If you’re in the mood for more classic films To Sir, with Love (1967) features Sidney Poitier as Mr. Thackeray, an unemployed engineer from America who comes to London to teach while waiting for a more palatable job offer. He temporarily takes on a class of seemingly unmanageable teens from a rough East End neighborhood and decides that best method for dealing with them is to treat them with the respect and maturity usually afforded only to adults. It takes some time, but Mr. Thackeray’s approach finally pays off with most of his students and they, in turn, earn a special place in his heart as well.
Dame Maggie Smith won an Oscar for her performance in the title role in The Prime of Miss Jean Brodie (1969). As a teacher at the Marcia Blaine School for Girls, Miss Brodie is not a model of educational excellence though she sees herself in that light. She focuses most of her energy on the “Brodie set”, a group of girls she handpicks for special field trips and discussions about her politically fascist leanings. Jean Brodie thinks herself a maverick, a woman in her prime and quite literally untouchable since she has tenure at the school.

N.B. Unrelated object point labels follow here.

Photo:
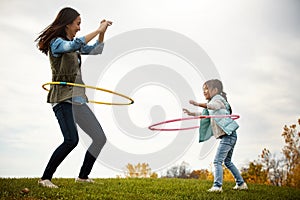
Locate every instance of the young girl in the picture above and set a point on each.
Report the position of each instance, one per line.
(222, 128)
(69, 104)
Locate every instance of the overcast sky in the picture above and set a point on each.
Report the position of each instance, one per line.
(254, 45)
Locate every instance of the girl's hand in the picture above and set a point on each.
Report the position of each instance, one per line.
(103, 26)
(194, 103)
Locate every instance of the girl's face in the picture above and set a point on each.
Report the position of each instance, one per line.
(72, 29)
(209, 92)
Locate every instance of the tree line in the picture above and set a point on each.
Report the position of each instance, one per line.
(272, 169)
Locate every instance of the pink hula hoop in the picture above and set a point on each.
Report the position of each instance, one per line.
(234, 117)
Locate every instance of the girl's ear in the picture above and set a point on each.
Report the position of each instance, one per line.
(216, 91)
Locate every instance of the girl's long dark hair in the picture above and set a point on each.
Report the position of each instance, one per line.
(56, 29)
(216, 83)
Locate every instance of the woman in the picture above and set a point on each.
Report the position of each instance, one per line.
(69, 104)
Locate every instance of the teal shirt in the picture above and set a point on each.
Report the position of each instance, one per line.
(227, 124)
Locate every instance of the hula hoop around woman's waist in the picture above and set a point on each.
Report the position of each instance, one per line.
(92, 87)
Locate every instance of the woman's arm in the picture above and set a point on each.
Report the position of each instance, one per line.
(203, 105)
(190, 113)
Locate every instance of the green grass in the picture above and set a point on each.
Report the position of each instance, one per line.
(137, 189)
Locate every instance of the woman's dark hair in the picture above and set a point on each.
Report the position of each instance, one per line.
(216, 83)
(56, 29)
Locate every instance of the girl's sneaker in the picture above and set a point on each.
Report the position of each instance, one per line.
(46, 183)
(215, 189)
(80, 180)
(241, 187)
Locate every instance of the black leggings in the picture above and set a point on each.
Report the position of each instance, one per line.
(68, 116)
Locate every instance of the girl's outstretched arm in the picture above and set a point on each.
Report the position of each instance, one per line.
(203, 105)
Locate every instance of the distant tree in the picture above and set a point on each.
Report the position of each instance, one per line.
(181, 171)
(284, 170)
(274, 167)
(200, 174)
(139, 171)
(255, 173)
(291, 152)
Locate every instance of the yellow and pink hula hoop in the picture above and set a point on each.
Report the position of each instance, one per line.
(152, 127)
(95, 88)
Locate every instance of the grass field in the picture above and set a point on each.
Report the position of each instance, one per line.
(138, 189)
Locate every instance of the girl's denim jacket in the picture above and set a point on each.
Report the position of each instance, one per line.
(227, 124)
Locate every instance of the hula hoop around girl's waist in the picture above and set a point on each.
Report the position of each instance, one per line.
(234, 117)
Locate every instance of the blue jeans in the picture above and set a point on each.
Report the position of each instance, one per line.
(224, 154)
(68, 116)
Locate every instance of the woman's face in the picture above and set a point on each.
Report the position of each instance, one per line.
(209, 92)
(73, 28)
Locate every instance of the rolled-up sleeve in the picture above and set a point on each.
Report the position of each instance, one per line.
(59, 46)
(95, 49)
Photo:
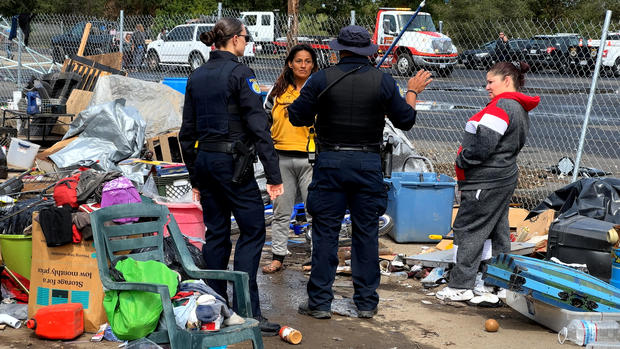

Though Miss Brodie is certainly misguided, even manipulative in many ways, she is intensely dedicated to her profession and her intention of turning out students who look at the world differently.
I’ve saved my favorite for last. Educating Rita (1983) stars Julie Walters as working class hairdresser Rita White who decides she’s not content with her unfulfilling life and doesn’t want to have children yet as the rest of her family is pestering her to do. She therefore enrolls in an Open University English course and is assigned Dr. Frank Bryant (Michael Caine) as her professor. At first Frank wonders if Rita is cut out for the rigors of college level work.
However, Rita’s determination to better herself is soon evident and Frank’s cynical outlook on his profession is noticeably improved. Rita’s progress rekindles Frank’s love of literature and, for a while, pupil and teacher grow and benefit from the relationship. But as is often the case, one party outgrows the other and their liaison starts to show the strain. Rita is nearly unrecognizable from the eager and naïve beautician we first met and, despite what needs to happen, I always feel a bit sad to see her go.
Do any of these teachers remind you of your own school days? Is there an educator I’ve omitted who you’d like to mention? (Like any of the professors from Harry Potter, for example?) Comment at will and share your inspiring teachers with us.